Another year done, another one ahead. Sometimes I wouldn't mind taking a break from time! It must be rather nice to hibernate. Sleep through the winter, wake up in the spring. The only problem is that I live in the UK, and no one can predict quite when those seasons will start and end!
So, if hibernation isn't an option, how can I make the most of the coming few months as winter tails off and spring begins to appear? I suppose one thing would be to set some new goals. I'm not big on resolutions because they often lack clarity and measurement. We're all aware of the SMART principles for goals, and it's not a bad place to start, but this year I have a new dimension with my training coming to an end in the next month or so. Hopefully I will pass my final exams by the end of February. I still have my case study to complete before I can book the written and practical exams.
That would make goal number one to complete my case study, and using David Allen's GTD principles, the first physical thing I need to do for that is to arrange the final session with my client. Getting back into the GTD habit wouldn't be a bad thing either. I've rather drifted away from any expression of organisation.
There's lots to do around the house too. I need to tile the kitchen, box in the pipes in the extension, tidy the garage and organise the utility end of it. I need to rehang at least one door, finish the cupboard in the hall and sort out the garage roof!
It seems to me that a few days writing down all the things that need to be done and then setting out a plan for doing them might not be a bad idea. You don't need a new app or flash bit of software to do this. Years ago I used to take a sheet of A4 and draw three columns. In the first column I'd write down all the things \i was doing and the things I wanted to do. The next column was the rank I gave to all these tasks. The third column was the timescale. This was great for introducing new topics because I could see when time would become available. You could then transfer these things to a year planner if you wanted. I used Excel to create a year planner rather than a paper based one. The key is not to let it get too big.

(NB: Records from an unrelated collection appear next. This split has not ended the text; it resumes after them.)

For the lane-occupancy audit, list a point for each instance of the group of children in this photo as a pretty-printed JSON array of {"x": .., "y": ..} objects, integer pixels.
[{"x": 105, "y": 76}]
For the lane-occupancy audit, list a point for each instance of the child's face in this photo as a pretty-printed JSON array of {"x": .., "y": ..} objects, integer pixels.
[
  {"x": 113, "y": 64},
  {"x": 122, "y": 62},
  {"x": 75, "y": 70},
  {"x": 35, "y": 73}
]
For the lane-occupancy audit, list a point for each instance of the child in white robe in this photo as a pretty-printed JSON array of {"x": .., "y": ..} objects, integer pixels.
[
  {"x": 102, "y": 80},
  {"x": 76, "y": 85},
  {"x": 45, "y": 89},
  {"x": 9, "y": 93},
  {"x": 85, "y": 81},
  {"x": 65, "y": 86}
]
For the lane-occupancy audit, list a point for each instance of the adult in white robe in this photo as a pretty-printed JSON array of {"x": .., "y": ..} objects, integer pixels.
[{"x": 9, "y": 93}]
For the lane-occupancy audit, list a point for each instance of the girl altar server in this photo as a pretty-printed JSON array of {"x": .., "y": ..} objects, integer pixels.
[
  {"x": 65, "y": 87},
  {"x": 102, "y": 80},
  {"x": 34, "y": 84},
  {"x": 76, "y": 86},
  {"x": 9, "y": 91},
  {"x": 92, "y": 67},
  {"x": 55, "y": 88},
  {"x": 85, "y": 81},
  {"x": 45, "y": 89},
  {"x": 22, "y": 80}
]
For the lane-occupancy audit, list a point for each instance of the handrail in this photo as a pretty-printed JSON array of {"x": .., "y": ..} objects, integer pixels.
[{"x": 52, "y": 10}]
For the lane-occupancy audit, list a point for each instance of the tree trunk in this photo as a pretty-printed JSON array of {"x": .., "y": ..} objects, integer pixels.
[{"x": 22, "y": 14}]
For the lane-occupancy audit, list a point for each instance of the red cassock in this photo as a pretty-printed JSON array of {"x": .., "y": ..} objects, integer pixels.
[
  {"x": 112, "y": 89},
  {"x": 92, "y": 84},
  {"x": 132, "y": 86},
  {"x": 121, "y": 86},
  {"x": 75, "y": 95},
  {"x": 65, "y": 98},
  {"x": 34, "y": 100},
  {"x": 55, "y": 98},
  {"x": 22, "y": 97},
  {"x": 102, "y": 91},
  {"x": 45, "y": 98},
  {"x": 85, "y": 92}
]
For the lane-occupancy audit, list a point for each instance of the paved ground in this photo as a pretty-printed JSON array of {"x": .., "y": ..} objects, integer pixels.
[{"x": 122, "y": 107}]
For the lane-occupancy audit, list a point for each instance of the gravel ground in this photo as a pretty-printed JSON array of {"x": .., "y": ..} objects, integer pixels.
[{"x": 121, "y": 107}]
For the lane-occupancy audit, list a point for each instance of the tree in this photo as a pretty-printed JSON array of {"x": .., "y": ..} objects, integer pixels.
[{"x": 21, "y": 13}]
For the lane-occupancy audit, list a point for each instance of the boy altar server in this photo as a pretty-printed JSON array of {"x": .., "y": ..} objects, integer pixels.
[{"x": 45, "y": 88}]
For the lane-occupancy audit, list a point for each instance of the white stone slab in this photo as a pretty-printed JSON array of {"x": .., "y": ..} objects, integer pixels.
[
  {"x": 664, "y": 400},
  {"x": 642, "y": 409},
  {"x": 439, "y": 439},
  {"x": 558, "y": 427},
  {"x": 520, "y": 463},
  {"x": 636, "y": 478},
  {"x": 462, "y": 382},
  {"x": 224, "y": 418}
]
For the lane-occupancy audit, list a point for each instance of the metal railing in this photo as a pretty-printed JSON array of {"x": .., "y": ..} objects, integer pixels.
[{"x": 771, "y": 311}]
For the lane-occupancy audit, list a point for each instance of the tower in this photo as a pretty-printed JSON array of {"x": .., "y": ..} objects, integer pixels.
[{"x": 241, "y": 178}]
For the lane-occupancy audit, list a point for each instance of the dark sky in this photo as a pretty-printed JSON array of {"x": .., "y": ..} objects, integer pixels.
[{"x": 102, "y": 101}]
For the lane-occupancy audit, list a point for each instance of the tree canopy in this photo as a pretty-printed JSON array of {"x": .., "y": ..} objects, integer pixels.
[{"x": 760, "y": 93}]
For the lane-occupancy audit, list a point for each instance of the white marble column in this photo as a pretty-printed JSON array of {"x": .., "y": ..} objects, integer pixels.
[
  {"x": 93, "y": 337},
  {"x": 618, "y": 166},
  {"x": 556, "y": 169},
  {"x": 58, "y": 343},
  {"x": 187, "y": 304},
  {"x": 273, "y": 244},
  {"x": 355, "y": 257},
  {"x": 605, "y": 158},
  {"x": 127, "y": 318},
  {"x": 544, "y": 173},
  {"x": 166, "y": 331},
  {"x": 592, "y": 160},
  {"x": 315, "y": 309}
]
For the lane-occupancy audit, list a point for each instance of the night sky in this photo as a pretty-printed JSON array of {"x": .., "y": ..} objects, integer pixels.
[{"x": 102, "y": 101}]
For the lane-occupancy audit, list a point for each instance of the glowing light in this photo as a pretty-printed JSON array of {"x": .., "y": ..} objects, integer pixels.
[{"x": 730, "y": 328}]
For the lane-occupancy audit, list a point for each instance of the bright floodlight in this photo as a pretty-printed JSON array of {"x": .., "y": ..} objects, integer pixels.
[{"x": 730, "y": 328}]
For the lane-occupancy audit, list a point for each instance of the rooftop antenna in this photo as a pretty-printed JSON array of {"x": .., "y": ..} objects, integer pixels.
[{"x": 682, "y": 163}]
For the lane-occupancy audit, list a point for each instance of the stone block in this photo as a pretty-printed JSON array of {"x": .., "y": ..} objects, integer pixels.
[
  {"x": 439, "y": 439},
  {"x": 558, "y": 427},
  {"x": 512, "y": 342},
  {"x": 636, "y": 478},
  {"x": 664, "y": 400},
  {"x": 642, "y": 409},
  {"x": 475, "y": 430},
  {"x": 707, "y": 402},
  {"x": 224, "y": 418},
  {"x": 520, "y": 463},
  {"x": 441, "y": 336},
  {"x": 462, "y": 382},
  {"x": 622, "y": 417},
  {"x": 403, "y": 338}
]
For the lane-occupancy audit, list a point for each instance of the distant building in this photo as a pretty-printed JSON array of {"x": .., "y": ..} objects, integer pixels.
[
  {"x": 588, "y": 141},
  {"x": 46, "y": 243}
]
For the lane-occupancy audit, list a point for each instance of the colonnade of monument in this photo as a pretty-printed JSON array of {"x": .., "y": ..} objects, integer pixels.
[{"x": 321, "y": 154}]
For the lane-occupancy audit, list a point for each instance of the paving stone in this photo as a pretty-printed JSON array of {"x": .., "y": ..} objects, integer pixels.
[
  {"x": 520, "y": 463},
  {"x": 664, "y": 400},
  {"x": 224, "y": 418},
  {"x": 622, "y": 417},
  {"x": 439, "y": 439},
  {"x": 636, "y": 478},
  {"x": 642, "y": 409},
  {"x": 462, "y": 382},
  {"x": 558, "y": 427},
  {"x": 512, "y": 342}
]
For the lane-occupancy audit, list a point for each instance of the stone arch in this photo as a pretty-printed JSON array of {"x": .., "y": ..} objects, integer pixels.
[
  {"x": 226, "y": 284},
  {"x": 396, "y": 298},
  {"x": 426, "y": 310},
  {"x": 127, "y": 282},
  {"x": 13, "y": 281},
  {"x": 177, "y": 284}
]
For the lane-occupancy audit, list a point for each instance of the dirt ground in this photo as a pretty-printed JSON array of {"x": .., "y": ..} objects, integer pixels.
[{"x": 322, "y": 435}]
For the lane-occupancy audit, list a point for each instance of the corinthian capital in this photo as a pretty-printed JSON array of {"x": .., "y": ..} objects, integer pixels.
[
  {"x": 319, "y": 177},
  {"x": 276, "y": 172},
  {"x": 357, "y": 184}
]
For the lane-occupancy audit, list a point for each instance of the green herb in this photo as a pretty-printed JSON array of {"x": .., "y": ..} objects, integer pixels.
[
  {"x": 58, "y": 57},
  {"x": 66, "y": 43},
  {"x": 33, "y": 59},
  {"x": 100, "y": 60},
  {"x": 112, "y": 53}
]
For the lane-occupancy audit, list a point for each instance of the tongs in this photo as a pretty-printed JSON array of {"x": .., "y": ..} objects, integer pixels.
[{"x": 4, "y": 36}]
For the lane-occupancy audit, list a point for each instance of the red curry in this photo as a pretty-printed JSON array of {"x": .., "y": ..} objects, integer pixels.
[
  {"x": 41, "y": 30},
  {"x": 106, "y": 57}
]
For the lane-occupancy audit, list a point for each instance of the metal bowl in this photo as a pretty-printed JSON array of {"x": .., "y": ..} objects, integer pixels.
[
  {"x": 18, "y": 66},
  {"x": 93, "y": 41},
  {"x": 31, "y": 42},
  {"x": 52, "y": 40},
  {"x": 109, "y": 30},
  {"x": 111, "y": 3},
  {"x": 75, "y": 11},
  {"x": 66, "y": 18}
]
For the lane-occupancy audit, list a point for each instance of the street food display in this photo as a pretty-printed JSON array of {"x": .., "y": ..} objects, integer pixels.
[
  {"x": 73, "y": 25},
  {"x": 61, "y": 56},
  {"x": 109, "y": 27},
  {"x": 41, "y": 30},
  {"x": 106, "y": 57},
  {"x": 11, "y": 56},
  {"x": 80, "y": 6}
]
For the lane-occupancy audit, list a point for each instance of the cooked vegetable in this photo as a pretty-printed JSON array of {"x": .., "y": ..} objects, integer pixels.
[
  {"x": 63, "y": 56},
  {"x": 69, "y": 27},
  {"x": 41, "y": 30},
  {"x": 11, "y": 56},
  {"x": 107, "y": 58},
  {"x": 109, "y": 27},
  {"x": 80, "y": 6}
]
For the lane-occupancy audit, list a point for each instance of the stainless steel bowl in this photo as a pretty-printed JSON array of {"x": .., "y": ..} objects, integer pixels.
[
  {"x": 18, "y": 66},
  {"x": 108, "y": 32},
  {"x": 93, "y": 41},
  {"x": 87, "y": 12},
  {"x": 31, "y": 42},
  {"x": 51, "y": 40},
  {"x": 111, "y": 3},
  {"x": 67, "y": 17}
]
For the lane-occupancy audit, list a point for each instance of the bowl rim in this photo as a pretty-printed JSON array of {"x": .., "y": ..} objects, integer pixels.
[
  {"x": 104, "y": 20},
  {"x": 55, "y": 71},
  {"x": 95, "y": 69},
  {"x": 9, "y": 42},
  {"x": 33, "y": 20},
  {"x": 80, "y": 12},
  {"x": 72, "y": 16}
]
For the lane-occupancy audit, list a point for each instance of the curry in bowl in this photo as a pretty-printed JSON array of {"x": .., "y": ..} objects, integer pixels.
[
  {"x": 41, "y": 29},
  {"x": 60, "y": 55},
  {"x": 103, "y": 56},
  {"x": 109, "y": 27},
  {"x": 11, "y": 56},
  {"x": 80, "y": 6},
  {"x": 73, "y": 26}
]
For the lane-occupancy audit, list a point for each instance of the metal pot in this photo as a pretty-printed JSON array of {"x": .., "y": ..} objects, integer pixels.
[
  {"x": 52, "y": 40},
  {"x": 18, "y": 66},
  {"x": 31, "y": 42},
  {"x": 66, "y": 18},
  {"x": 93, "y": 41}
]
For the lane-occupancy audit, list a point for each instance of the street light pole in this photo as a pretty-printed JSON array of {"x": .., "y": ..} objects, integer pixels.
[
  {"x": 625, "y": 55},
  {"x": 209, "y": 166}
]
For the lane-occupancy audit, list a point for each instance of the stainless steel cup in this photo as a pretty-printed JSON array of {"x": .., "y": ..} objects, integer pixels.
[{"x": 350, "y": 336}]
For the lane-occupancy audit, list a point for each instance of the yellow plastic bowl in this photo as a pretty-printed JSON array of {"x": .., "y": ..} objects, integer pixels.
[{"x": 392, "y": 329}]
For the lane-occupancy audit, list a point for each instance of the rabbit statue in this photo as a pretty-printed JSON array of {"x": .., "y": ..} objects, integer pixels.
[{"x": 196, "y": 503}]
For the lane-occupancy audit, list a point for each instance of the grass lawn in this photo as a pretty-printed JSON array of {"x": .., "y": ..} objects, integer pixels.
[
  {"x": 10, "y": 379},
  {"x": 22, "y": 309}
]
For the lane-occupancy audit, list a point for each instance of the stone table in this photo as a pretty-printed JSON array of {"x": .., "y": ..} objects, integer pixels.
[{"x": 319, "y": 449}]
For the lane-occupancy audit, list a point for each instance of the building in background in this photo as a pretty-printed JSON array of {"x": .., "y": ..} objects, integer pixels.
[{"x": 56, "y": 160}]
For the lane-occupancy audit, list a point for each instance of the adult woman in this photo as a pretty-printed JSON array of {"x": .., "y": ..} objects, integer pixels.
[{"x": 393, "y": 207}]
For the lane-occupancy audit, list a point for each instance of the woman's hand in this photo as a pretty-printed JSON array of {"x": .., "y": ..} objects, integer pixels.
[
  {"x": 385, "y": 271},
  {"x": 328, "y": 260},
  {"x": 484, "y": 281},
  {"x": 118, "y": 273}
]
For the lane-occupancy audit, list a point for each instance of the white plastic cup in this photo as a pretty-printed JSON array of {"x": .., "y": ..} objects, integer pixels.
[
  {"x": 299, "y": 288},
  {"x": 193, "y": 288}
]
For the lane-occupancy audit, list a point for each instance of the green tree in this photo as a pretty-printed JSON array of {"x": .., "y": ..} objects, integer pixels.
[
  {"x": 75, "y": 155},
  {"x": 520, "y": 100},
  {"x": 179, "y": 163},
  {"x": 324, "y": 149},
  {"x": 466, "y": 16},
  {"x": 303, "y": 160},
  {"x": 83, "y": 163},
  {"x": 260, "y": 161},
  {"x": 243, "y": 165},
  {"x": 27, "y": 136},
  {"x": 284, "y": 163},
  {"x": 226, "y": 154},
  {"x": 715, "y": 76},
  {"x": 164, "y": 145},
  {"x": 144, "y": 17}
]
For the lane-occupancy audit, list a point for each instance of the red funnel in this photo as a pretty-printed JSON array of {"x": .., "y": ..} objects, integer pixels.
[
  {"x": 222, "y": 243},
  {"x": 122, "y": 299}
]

A friend of mine makes great use of project software that allows you to see different layers of projects and plans. i never got my head around that, but something as simple as an outliner light do the job. Perhaps I'll try that this year.
Trying new ways of organising stuff can be a real help because it gives you a fresh start and something new with which to play!
And lastly, it's never to late to start a plan or revise an old one. Just because it didn't work last year, it doesn't mean it can't work this year. Look back and reflect honestly on why things didn't happen, don't get sucked into believing it's because you are inherently bad at stuff, and revise the plan.
Maybe 2013 will be the year that I finally find out what I'm good at! Maybe it will be the year that your plan finally comes together. Who knows.